San Clemente became a popular spot for Highway 101 road trippers to stop and dine, halfway between Los Angeles and San Diego. One eatery called the Halfway House today is Antoine’s Café.

Dana Point’s PCH monument displays three panels: one about Highway 1; one about indigenous people, town namesake Richard Henry Dana and other local history; and one telling the story of a landmark Richfield tower that stood nearby, 125 feet tall, from 1928 to 1971. Today’s PCH monument is a miniature version.

LANDMARK BEACONS

The original tower, the monument says, was one of 36 that Richfield Oil erected at roughly 50-mile intervals from the Mexican border to the Canadian border. Motorists could always know a Richfield station was ahead. Atop each tower, a powerful beacon light also helped aviators find their way at night.

Aviators had no radar in 1928.

At least two former Richfield towers still exist—at Mount Shasta and at Willows, Northern California. The bold neon lettering “Richfield” is long gone.
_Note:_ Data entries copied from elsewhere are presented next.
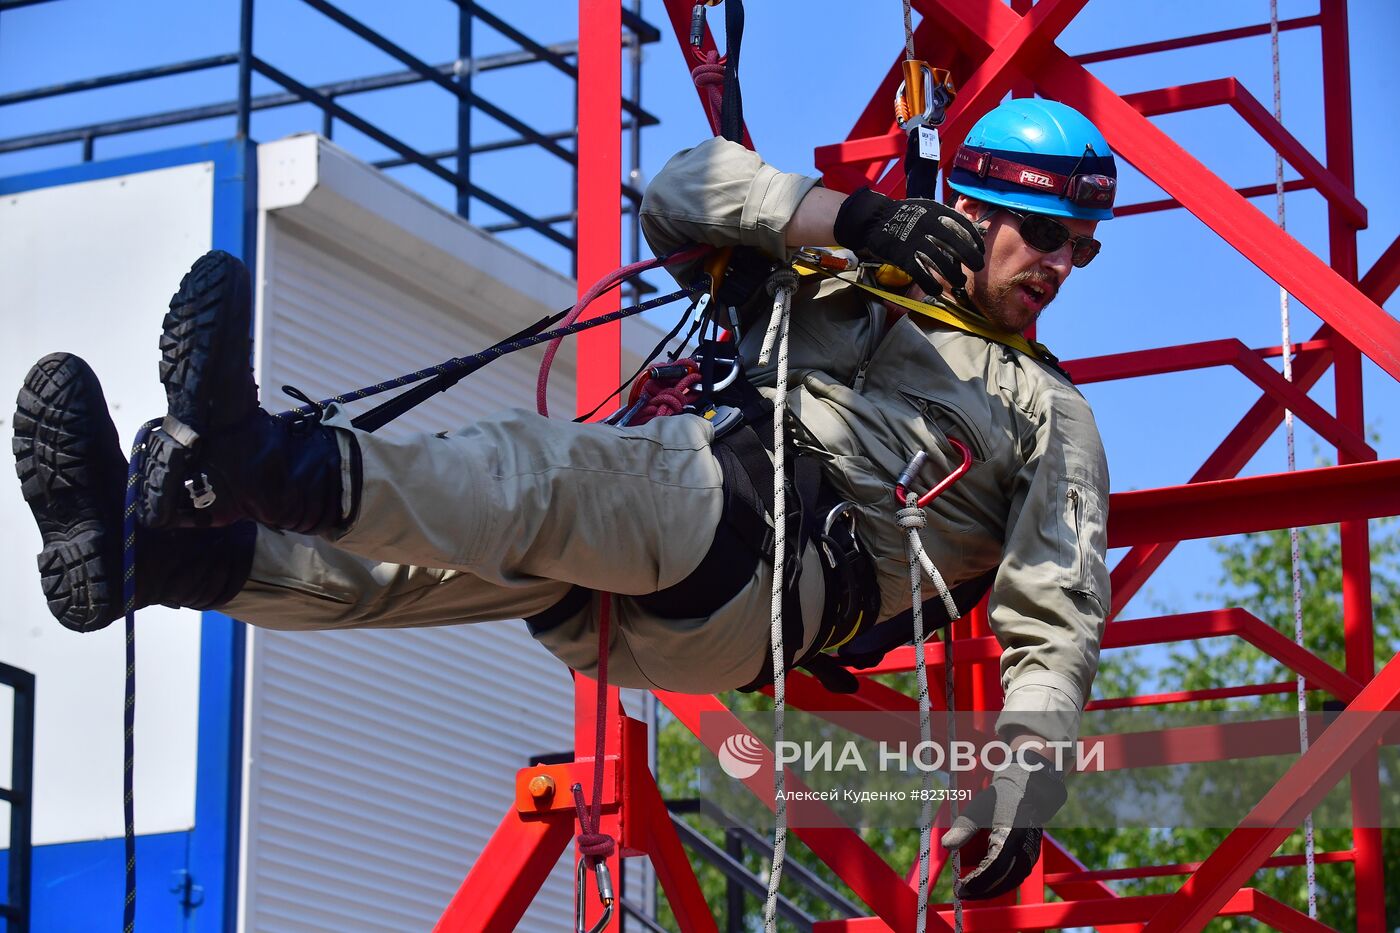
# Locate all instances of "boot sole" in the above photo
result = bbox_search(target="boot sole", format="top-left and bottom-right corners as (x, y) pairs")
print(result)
(158, 249), (252, 434)
(12, 353), (125, 632)
(143, 250), (252, 528)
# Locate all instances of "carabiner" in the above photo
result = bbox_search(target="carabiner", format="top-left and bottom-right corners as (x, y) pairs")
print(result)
(894, 437), (973, 507)
(575, 857), (615, 933)
(690, 0), (725, 47)
(895, 61), (956, 131)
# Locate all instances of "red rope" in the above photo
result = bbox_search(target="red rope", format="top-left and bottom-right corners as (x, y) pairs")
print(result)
(631, 367), (703, 425)
(689, 50), (727, 137)
(535, 245), (709, 418)
(572, 593), (617, 864)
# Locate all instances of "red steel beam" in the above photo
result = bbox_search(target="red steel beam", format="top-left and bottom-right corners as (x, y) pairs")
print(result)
(1086, 681), (1314, 712)
(831, 16), (972, 190)
(1041, 838), (1144, 933)
(1046, 849), (1355, 885)
(1106, 322), (1337, 615)
(1107, 458), (1400, 547)
(1121, 78), (1365, 227)
(1316, 4), (1385, 926)
(659, 0), (755, 149)
(1073, 16), (1320, 65)
(933, 0), (1092, 158)
(434, 806), (574, 930)
(1064, 338), (1328, 383)
(1102, 610), (1362, 702)
(1141, 651), (1400, 932)
(1063, 338), (1369, 461)
(813, 888), (1315, 931)
(917, 0), (1400, 384)
(655, 691), (956, 933)
(1359, 234), (1400, 306)
(1116, 178), (1311, 218)
(574, 7), (626, 930)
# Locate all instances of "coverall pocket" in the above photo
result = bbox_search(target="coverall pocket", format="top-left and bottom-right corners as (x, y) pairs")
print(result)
(896, 385), (989, 463)
(1055, 476), (1108, 612)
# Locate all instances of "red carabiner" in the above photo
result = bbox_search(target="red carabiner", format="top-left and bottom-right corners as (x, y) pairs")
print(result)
(894, 438), (973, 507)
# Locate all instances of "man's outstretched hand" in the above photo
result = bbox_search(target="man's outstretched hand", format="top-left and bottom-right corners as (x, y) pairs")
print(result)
(940, 750), (1068, 900)
(833, 187), (984, 299)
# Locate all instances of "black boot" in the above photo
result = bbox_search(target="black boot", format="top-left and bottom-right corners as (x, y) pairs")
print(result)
(13, 353), (256, 633)
(137, 250), (354, 535)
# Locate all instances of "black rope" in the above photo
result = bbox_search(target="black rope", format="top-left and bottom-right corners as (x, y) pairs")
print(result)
(574, 291), (704, 424)
(337, 287), (688, 428)
(266, 287), (690, 428)
(120, 420), (158, 933)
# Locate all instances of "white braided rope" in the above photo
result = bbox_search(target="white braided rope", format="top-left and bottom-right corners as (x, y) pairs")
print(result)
(1269, 0), (1317, 914)
(761, 272), (795, 932)
(897, 498), (963, 933)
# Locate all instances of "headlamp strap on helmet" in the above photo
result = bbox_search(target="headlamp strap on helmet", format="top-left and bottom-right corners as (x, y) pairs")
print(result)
(952, 145), (1116, 208)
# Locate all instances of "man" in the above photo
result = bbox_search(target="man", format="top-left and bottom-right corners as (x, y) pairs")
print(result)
(14, 98), (1111, 897)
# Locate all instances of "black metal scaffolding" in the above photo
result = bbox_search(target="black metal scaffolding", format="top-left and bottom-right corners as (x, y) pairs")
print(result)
(0, 0), (661, 269)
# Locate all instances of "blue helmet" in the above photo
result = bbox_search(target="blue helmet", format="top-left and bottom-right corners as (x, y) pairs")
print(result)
(948, 99), (1117, 221)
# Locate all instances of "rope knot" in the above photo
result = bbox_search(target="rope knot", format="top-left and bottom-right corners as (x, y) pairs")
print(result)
(765, 268), (800, 297)
(690, 49), (725, 84)
(576, 831), (616, 860)
(571, 782), (617, 863)
(896, 505), (927, 529)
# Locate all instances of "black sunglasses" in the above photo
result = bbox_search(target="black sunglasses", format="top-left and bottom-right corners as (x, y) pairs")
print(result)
(998, 207), (1101, 268)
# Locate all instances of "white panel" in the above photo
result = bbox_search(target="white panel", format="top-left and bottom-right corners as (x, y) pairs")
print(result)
(239, 216), (634, 930)
(0, 162), (210, 844)
(242, 136), (672, 932)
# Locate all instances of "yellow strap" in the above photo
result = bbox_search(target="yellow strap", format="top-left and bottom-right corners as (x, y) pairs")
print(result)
(793, 256), (1051, 362)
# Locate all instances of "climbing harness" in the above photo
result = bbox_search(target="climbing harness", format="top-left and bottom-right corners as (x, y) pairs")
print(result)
(1270, 0), (1318, 916)
(896, 441), (973, 933)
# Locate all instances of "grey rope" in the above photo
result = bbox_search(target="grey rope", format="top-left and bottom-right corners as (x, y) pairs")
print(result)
(760, 268), (798, 932)
(1269, 0), (1317, 914)
(902, 0), (916, 61)
(897, 497), (963, 933)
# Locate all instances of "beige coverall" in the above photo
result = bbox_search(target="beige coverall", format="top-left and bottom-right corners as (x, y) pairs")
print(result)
(222, 138), (1110, 745)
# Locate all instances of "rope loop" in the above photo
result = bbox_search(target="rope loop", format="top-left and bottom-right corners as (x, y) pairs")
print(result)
(571, 780), (618, 862)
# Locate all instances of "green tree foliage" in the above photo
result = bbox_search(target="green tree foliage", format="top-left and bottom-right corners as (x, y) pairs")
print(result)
(1056, 519), (1400, 931)
(652, 520), (1400, 930)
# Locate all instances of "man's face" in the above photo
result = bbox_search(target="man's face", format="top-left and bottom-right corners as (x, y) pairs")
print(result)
(953, 196), (1098, 334)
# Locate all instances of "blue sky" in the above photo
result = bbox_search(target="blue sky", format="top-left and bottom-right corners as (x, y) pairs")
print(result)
(2, 0), (1398, 663)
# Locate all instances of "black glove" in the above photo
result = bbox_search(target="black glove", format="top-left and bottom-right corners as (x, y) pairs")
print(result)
(832, 187), (984, 298)
(940, 750), (1067, 900)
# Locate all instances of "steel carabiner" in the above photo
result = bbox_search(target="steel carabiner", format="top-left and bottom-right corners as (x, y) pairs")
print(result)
(574, 856), (615, 933)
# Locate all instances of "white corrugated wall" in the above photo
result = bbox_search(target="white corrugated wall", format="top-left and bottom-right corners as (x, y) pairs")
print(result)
(240, 162), (660, 931)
The Mount Shasta tower still says MS at the top, alerting aviators which tower they were overflying. The Willows tower presumably once had a big W.

Today, a modern ARCO gas station operates where Richfield’s Capistrano Beach tower once stood, demolished in 1971 to widen PCH.

Dana Point businessman Richard Deffenbaugh preserved the beacon light in 1971 for posterity. In 2014, he donated it to the Dana Point Historical Society, which displays it in its visitor center at city hall.

Design-wise, Richfield’s beacon stations in California were uniform—Spanish—from Palm City (just above Tijuana) north to Willows. Beyond that, stations had an alpine design. At Paso Robles, a small Spanish building identical to the onetime Willows and Capistrano Beach Richfield stations still exists. It’s a bus stop. The Willows building is a trucking company.

ROUTE 1’s LEGACY

California 1, which recently turned 90 years old, runs from Dana Point north to Oxnard, merging there with 101. Highway 1 recurs near Lompoc, then branches off from 101 at San Luis Obispo for the most celebrated stretch, to Big Sur and to San Francisco. There, 1 merges with 101.

Motorists can choose Highway 1 north of San Francisco as a scenic alternative to 101, plying the rugged Mendocino coast to Leggett, where Route 1 ends by intersecting with 101.

Dana Point’s monument to Highway 1 isn’t likely to ever match the tourist allure of a landmark road sign in Key West, Florida. Hordes of tourists pose for selfies where U.S. Highway 1 starts its run from the Florida Keys to the Canadian border.

But for road trip fanatics who cherish California’s scenic Highway 1, a pilgrimage to Dana Point’s PCH monument is well worth the drive.